207 Views Asked by At

I am introduced to Gymnasium (gym) and RL and there is a point that I do not understand, relative to how gym manages actions.

I've read that actions in a gym environment are integer numbers, meaning that to the “step” function on gym, a single integer is passed:

observation_, reward, done, info = env.step(action)

I understand that in discrete environments, each integer can represent a specific action, as in the case of the “Cart pole” or “Mountain car”. However, what happens in continuous environments?

In a continuous environment, like the ant or the humanoid, there is a list of actions to select, but these actions also have a range of values, and this, from my point of view, implies two values.

For example, in the ant environment, there are 8 possible actions, e.g. action 0, “Torque applied on the rotor between the torso and back right hip” has a [-1.0, 1.0] range. That is, the value that represents the action and the value that represents the magnitude of the action.

Then, my question is: How does gym manage to know the specific value that an action has? In other words, it shouldn't be two values? one for the selected action and another one for the magnitude of the action?

1

There are 1 best solutions below

0
HyeAnn On

You should first check how the fundamenmtal spaces are made in Gymnasium: Fundamental spaces

The action space of Ant is made of Box, which "supports continuous (and discrete) vectors or matrices". In other words, an action for Ant is given as vector of 8 dimensions.
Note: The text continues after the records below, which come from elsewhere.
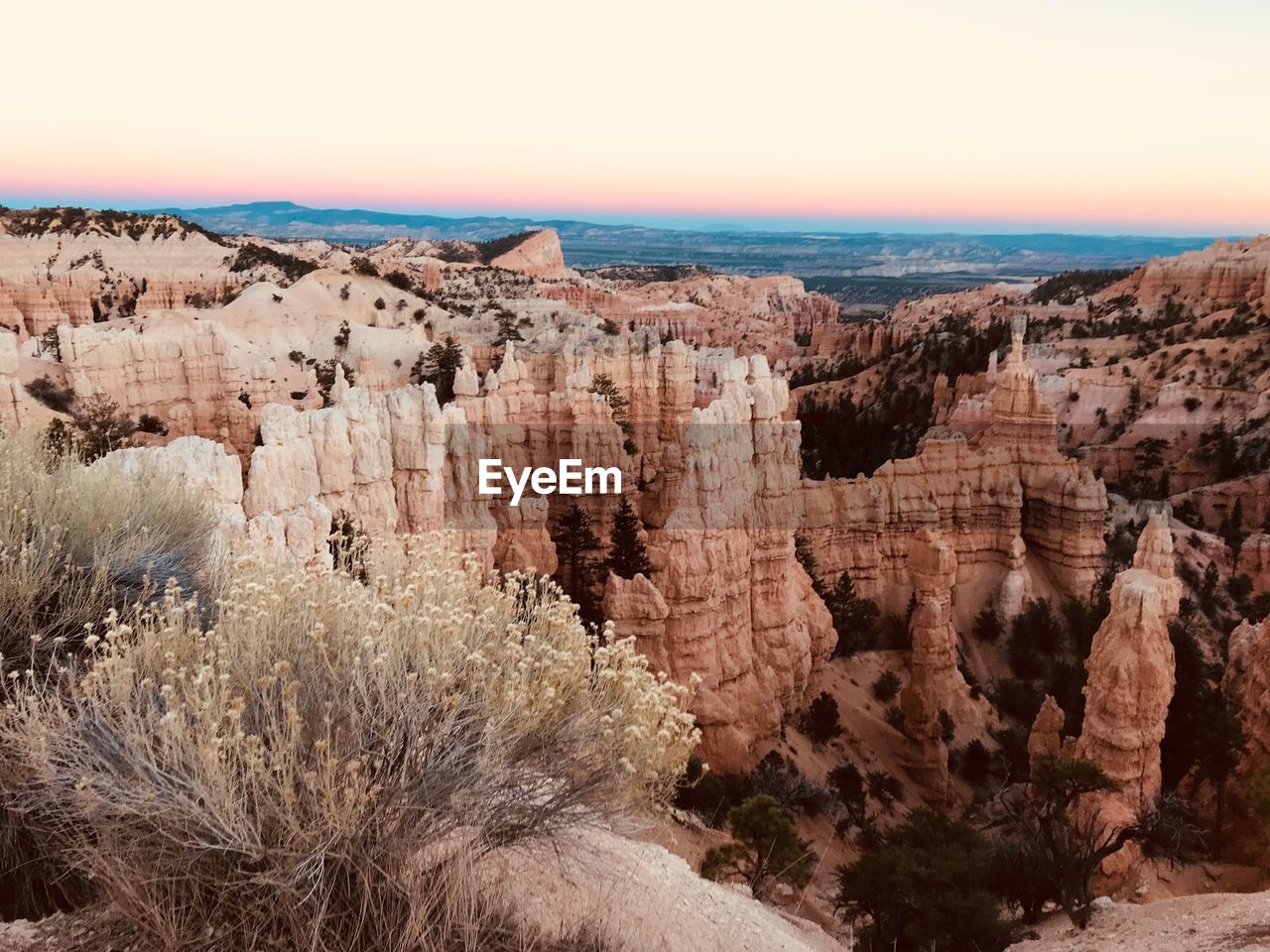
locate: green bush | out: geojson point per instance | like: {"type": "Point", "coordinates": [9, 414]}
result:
{"type": "Point", "coordinates": [925, 885]}
{"type": "Point", "coordinates": [765, 848]}
{"type": "Point", "coordinates": [821, 720]}
{"type": "Point", "coordinates": [887, 687]}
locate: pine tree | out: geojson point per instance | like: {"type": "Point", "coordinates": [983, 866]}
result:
{"type": "Point", "coordinates": [603, 385]}
{"type": "Point", "coordinates": [507, 327]}
{"type": "Point", "coordinates": [439, 366]}
{"type": "Point", "coordinates": [627, 556]}
{"type": "Point", "coordinates": [576, 570]}
{"type": "Point", "coordinates": [807, 558]}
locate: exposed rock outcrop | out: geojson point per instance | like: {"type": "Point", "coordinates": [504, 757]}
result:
{"type": "Point", "coordinates": [934, 680]}
{"type": "Point", "coordinates": [1047, 733]}
{"type": "Point", "coordinates": [539, 257]}
{"type": "Point", "coordinates": [1247, 683]}
{"type": "Point", "coordinates": [1130, 683]}
{"type": "Point", "coordinates": [1005, 495]}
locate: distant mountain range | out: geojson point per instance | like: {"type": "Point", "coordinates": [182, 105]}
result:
{"type": "Point", "coordinates": [873, 266]}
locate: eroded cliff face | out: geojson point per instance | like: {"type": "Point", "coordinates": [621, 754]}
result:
{"type": "Point", "coordinates": [1218, 276]}
{"type": "Point", "coordinates": [1247, 683]}
{"type": "Point", "coordinates": [1023, 518]}
{"type": "Point", "coordinates": [726, 601]}
{"type": "Point", "coordinates": [1130, 683]}
{"type": "Point", "coordinates": [934, 676]}
{"type": "Point", "coordinates": [721, 542]}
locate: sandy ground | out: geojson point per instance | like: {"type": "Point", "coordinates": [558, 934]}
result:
{"type": "Point", "coordinates": [1220, 921]}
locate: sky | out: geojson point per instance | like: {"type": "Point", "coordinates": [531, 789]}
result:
{"type": "Point", "coordinates": [1107, 117]}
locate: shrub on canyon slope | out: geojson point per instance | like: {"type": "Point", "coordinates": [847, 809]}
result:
{"type": "Point", "coordinates": [925, 885]}
{"type": "Point", "coordinates": [75, 544]}
{"type": "Point", "coordinates": [765, 847]}
{"type": "Point", "coordinates": [321, 767]}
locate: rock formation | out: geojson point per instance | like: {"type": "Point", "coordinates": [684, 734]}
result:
{"type": "Point", "coordinates": [720, 539]}
{"type": "Point", "coordinates": [1016, 588]}
{"type": "Point", "coordinates": [1005, 495]}
{"type": "Point", "coordinates": [1130, 676]}
{"type": "Point", "coordinates": [539, 255]}
{"type": "Point", "coordinates": [1247, 683]}
{"type": "Point", "coordinates": [1047, 733]}
{"type": "Point", "coordinates": [1219, 276]}
{"type": "Point", "coordinates": [934, 679]}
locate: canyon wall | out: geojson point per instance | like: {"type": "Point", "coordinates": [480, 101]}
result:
{"type": "Point", "coordinates": [1023, 518]}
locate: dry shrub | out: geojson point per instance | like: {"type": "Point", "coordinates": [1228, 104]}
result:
{"type": "Point", "coordinates": [77, 540]}
{"type": "Point", "coordinates": [320, 769]}
{"type": "Point", "coordinates": [75, 543]}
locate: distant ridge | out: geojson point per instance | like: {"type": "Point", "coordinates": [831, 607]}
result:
{"type": "Point", "coordinates": [949, 259]}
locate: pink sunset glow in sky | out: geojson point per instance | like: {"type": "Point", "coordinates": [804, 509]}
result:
{"type": "Point", "coordinates": [1129, 116]}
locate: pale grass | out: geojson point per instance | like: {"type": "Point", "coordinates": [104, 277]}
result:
{"type": "Point", "coordinates": [322, 767]}
{"type": "Point", "coordinates": [77, 540]}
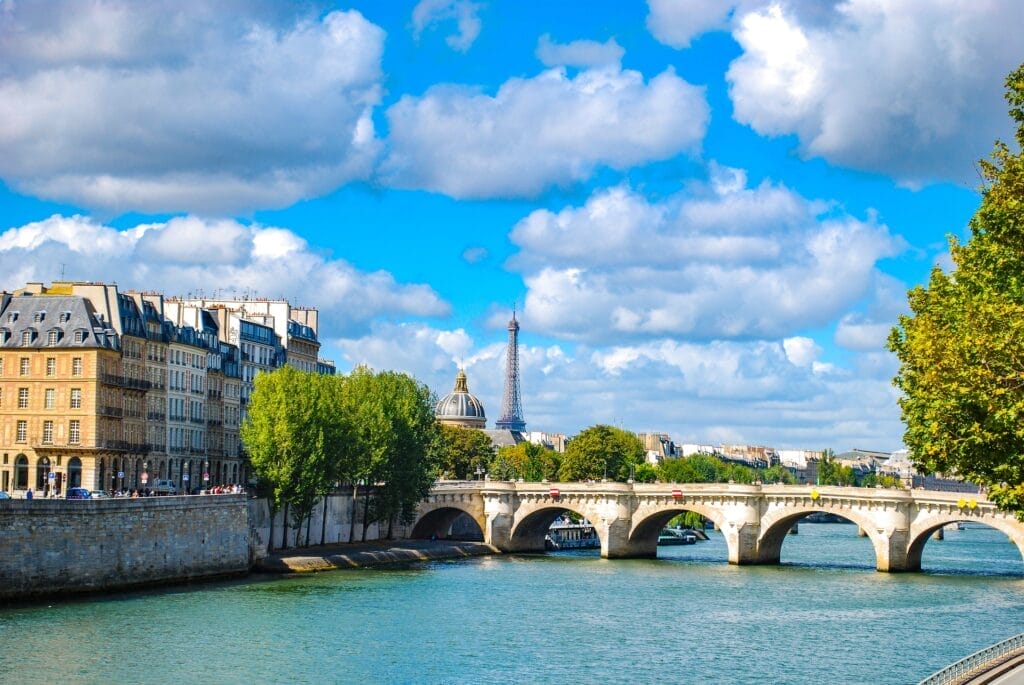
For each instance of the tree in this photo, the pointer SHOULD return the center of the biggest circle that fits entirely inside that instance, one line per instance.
(295, 447)
(395, 440)
(962, 349)
(462, 451)
(527, 461)
(598, 451)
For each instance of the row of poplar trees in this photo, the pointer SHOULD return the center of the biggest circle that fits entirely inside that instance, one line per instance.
(308, 434)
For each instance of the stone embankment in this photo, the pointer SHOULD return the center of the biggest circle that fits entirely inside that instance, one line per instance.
(360, 555)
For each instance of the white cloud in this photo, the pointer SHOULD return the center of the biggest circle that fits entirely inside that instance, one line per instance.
(724, 261)
(676, 23)
(551, 129)
(909, 89)
(186, 254)
(719, 391)
(801, 351)
(584, 53)
(142, 106)
(466, 15)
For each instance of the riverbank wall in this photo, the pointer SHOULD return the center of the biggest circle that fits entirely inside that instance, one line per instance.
(54, 547)
(60, 547)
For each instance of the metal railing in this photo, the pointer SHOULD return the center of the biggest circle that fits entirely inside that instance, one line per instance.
(976, 662)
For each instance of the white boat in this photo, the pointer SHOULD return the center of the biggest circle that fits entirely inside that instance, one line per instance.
(677, 537)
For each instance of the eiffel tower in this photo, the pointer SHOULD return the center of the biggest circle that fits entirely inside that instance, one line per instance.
(511, 417)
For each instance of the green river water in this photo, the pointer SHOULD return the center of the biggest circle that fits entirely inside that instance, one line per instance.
(824, 615)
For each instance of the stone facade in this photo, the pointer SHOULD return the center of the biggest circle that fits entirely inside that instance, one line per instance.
(57, 546)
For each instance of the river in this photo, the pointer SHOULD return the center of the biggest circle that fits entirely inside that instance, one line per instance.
(823, 615)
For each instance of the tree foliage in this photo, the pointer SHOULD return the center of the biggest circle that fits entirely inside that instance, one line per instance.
(962, 349)
(294, 440)
(598, 451)
(305, 433)
(527, 461)
(462, 451)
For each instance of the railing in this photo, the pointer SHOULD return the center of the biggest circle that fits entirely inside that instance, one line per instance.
(976, 662)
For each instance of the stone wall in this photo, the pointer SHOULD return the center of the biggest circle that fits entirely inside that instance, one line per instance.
(58, 546)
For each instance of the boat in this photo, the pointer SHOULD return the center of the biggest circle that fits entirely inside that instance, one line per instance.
(677, 537)
(571, 537)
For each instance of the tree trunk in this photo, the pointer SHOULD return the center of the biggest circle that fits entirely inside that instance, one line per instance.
(324, 524)
(351, 527)
(366, 515)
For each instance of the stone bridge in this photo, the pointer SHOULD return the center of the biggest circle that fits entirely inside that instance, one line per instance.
(754, 519)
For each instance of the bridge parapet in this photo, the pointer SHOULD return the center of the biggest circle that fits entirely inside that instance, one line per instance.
(753, 518)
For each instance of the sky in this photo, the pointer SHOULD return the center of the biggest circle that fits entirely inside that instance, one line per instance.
(707, 214)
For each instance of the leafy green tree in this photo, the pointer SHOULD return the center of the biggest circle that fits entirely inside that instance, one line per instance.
(598, 451)
(295, 446)
(962, 349)
(395, 438)
(526, 460)
(461, 451)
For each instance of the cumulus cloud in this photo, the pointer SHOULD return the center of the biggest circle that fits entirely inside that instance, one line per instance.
(428, 13)
(186, 254)
(912, 90)
(725, 261)
(696, 392)
(584, 53)
(183, 106)
(551, 129)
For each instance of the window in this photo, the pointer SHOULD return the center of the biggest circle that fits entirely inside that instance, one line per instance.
(22, 472)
You can check with the code below:

import gymnasium as gym
env = gym.make("Ant-v4")
action = env.action_space.sample()

print(type(action))
print(action)

>> <class 'numpy.ndarray'>
   [-0.92111397 -0.7149495  -0.6188663   0.8434039   0.75418323  0.63292015 
   0.6150556  -0.3987422 ]

“Torque applied on the rotor between the torso and back right hip” of this action is -0.92111397, which is action[0].